Not last night... the night before... our government shot down a dead satellite with the potential to poison people, if it had come crashing down to Earth. Good job, I say. Kudos! There was no warhead in the missile, just needed to dink the satellite, the fuel would provide all the explosive it needed. I don't know what the satellite was intended for originally but they say it had a malfunction immediately and basically became deadly space junk. This piece of metal with dangerous gas floating around inside, lurking up in the sky... waiting to fall back to us, releasing this fuel over a span of about two football fields. The problem really comes... where would it have landed? Who would this have affected if proper precaution (amazing too if you know how awesome this technology is) had not been taken?
We're all born into this world the same way this satellite was shot out into space. And then soon after our birth something goes wrong. Something always goes wrong. Mostly because we are born to parents. God love them, thank God for them, I love my parents... this is not a complaint about my parental unit. This is just an observation. Our parents are just people too. And as such, they're imperfect and not going to be perfect parents. Hence, something goes wrong.
My parents are wonderful. They've come a long way. My mom and I have grown pretty close. My dad and I have formed a full circle relationship as well. I'm grateful for the fact that I got to move home. (Not that I want to stay there forever.) But I am grateful for this second chance to cultivate a relationship with them both. And to see them as they are. As people.
Unfortunately, while my parents did a wonderful job with me, they were crazy strict with me and were not huge (mostly due to unawareness of the importance of) on building up my self confidence. I was taught to obey them (which is good) but I wasn't taught to speak my mind. I should have been taught to speak my mind, in order to become a person with convictions about the world and the way I experience it. I've been walking in a fog for a very long time. I had, until recently, gotten to a point where I looked at everyone else and thought they had it all. And couldn't understand why I didn't. I didn't have it all for many, many reasons and my parents are not to blame except in the most minute way. But we all start somewhere on our downward spiral. The only beauty to a downward spiral is when you start spiraling back up. And my parents are certainely helping me with this now. And therapy has been nothing but a positive experience.
I'm awake again... or maybe this is for the first time. Last night I saw something. I saw that beautiful girl in my class become alot less beautiful. She shot me a dirty look, a really awful kind of "I know you're sleeping with my boyfriend" kind of look. Not that I've ever actually experienced that look but I can imagine that's how it would look. And in that brief moment, I was taken a bit aback and then I brushed it off. I did not see this as a reflection on me. I did nothing to deserve such a look, I simply was myself. I joined the lab group she usually works with, as I have several times before, and this time someone else came with me. I don't know if she was pissed because her usual seat was gone or if she was pissed because she wasn't the center of attention or what it was but she gave me the look. In times past I would have been worried about it. I would have possibly obsessed but I didn't this time. I just noticed it, mentioned it once or twice and then let it go. I would have polluted other people's worlds with negativity. There was plenty of space at the table for sharing and everyone but her was doing the work. Maybe she didn't like that I didn't understand what was going on so I needed to get the answers from someone else... I have no idea what it was... sorry I didn't get it. I just know that it felt good to no longer care and to realize I was doing nothing wrong. And for the first time, it's ok if someone doesn't like me.
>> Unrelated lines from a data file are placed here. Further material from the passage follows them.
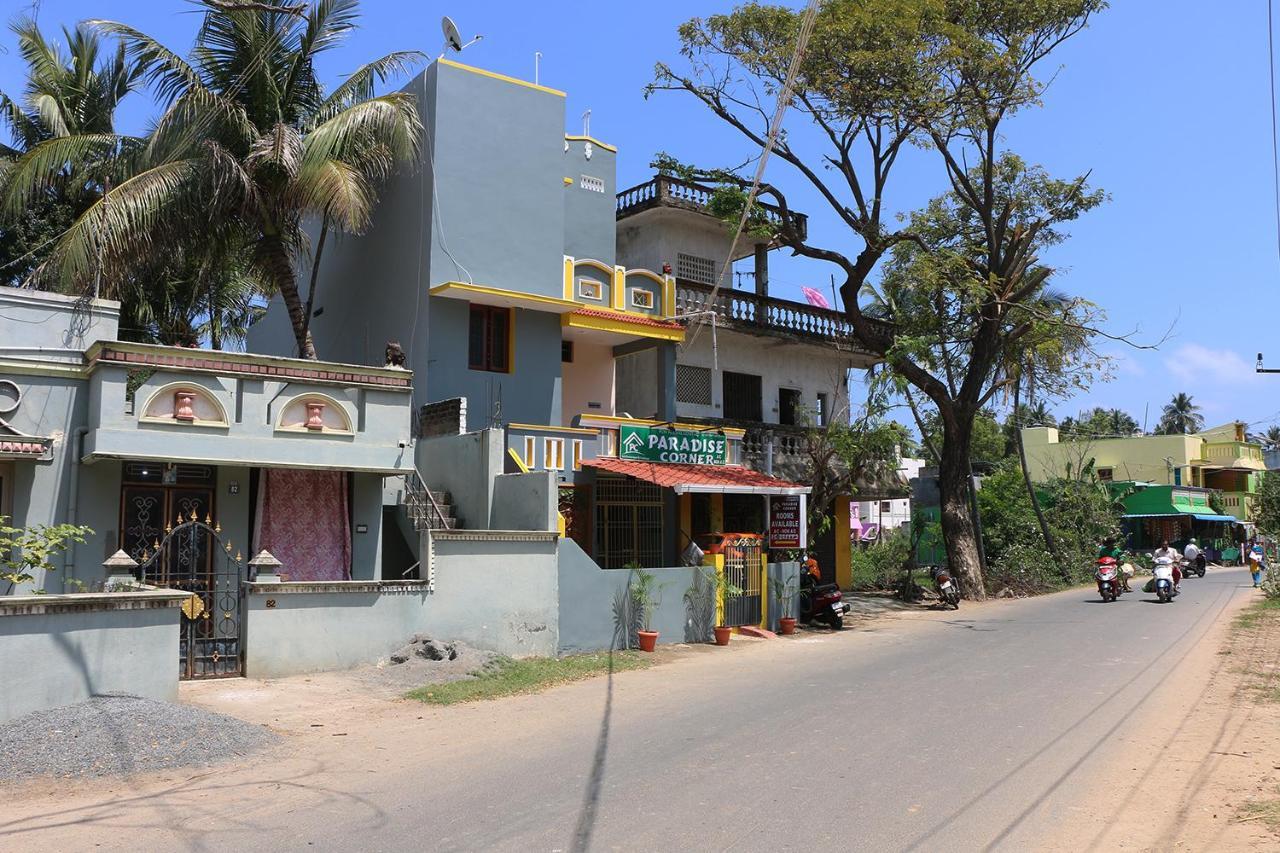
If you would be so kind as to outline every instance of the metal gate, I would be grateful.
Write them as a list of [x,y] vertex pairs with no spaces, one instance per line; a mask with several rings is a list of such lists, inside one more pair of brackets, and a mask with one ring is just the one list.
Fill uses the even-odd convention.
[[166,525],[164,538],[144,550],[139,564],[143,583],[191,593],[182,603],[178,633],[179,678],[226,678],[240,675],[241,605],[244,601],[244,557],[232,555],[222,526],[205,516]]
[[725,594],[724,624],[759,625],[764,620],[764,551],[759,539],[734,539],[724,543],[724,579],[741,589]]

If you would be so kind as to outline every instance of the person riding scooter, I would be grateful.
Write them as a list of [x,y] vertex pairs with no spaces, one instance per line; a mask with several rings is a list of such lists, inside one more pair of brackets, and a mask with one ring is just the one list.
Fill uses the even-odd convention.
[[1098,562],[1101,563],[1108,558],[1114,560],[1119,568],[1120,591],[1133,592],[1129,588],[1129,580],[1133,577],[1133,564],[1124,562],[1124,549],[1117,545],[1114,539],[1105,540],[1098,548]]
[[1196,544],[1196,540],[1192,539],[1187,543],[1187,547],[1182,551],[1182,559],[1186,560],[1187,574],[1194,572],[1200,577],[1204,577],[1208,561],[1205,558],[1204,551],[1201,551],[1200,546]]
[[1169,540],[1160,540],[1160,547],[1151,555],[1151,558],[1157,563],[1168,562],[1169,567],[1173,570],[1173,593],[1177,595],[1180,590],[1178,584],[1182,583],[1182,568],[1179,565],[1178,552],[1169,547]]

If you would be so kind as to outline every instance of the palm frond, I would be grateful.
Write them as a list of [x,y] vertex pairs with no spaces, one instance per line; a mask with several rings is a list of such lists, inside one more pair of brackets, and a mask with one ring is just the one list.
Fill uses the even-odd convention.
[[369,227],[375,194],[358,169],[326,160],[299,173],[293,198],[298,207],[327,216],[339,230],[358,234]]
[[162,104],[168,105],[186,90],[204,85],[199,72],[185,59],[141,30],[102,19],[85,23],[120,40],[133,57],[134,73],[155,87],[156,97]]
[[36,277],[60,289],[78,291],[99,269],[146,257],[158,224],[201,174],[199,159],[177,160],[148,169],[94,202],[54,244]]
[[413,96],[404,92],[381,95],[353,104],[316,126],[303,145],[303,163],[345,160],[357,146],[373,141],[385,145],[397,161],[417,160],[422,122]]
[[45,140],[13,164],[0,199],[0,220],[26,210],[34,196],[57,183],[68,165],[93,165],[116,150],[122,137],[113,133],[59,136]]
[[375,86],[408,74],[427,60],[427,55],[420,50],[398,50],[365,63],[324,99],[314,123],[327,121],[352,104],[372,98]]

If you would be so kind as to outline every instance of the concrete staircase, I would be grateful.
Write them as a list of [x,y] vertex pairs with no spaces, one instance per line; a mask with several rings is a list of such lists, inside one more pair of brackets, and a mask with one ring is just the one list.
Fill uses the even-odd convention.
[[416,532],[461,529],[462,520],[448,492],[428,489],[416,471],[405,475],[404,487],[405,512]]

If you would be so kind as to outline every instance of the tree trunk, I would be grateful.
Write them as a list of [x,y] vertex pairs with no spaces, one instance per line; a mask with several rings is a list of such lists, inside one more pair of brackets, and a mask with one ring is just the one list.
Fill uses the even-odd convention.
[[285,310],[289,312],[289,323],[293,326],[294,341],[298,345],[298,357],[314,360],[316,349],[311,344],[311,335],[307,331],[307,312],[302,305],[302,296],[298,293],[298,278],[293,272],[293,261],[289,251],[279,238],[267,237],[266,260],[270,265],[272,277],[280,288],[280,297],[284,300]]
[[[302,337],[312,345],[314,351],[315,343],[311,340],[311,312],[316,304],[316,281],[319,278],[320,259],[324,257],[324,241],[329,236],[329,217],[324,218],[324,224],[320,226],[320,240],[316,244],[316,256],[311,261],[311,284],[307,287],[307,310],[302,315]],[[314,357],[314,356],[313,356]]]
[[[978,536],[969,506],[969,448],[972,433],[948,424],[943,416],[944,439],[938,464],[938,496],[942,509],[942,539],[947,564],[969,598],[987,597],[982,564],[978,560]],[[971,422],[971,421],[970,421]]]
[[1044,546],[1049,549],[1049,553],[1053,556],[1053,561],[1062,569],[1063,577],[1070,579],[1071,573],[1066,570],[1066,567],[1062,565],[1061,558],[1058,557],[1058,547],[1053,542],[1053,534],[1049,532],[1049,522],[1044,517],[1044,510],[1040,508],[1040,497],[1036,494],[1036,487],[1031,482],[1031,471],[1027,468],[1027,449],[1022,444],[1022,425],[1018,423],[1018,391],[1021,387],[1021,380],[1013,385],[1013,425],[1017,436],[1018,464],[1022,466],[1022,480],[1027,484],[1027,497],[1031,498],[1031,509],[1036,514],[1036,523],[1040,525],[1040,535],[1044,537]]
It's so awesome to know that one way or another, through the pain and the hard stuff and all of that... something did come along to save me so that my fuel wouldn't keep leaking out all over the place too. I can't imagine how some people go through their lives without confronting their demons. Or they wait until it's way late to finally come to terms with things. And there's no other way to say it... that sucks. Confronting ourselves is tough but it's worth it. I don't want to look back when I'm 60 years old and wonder what I did with this gift of life. And I definitley don't want to go around poisoning those around me when I could have avoided it by simply being willing to have something dink me into place.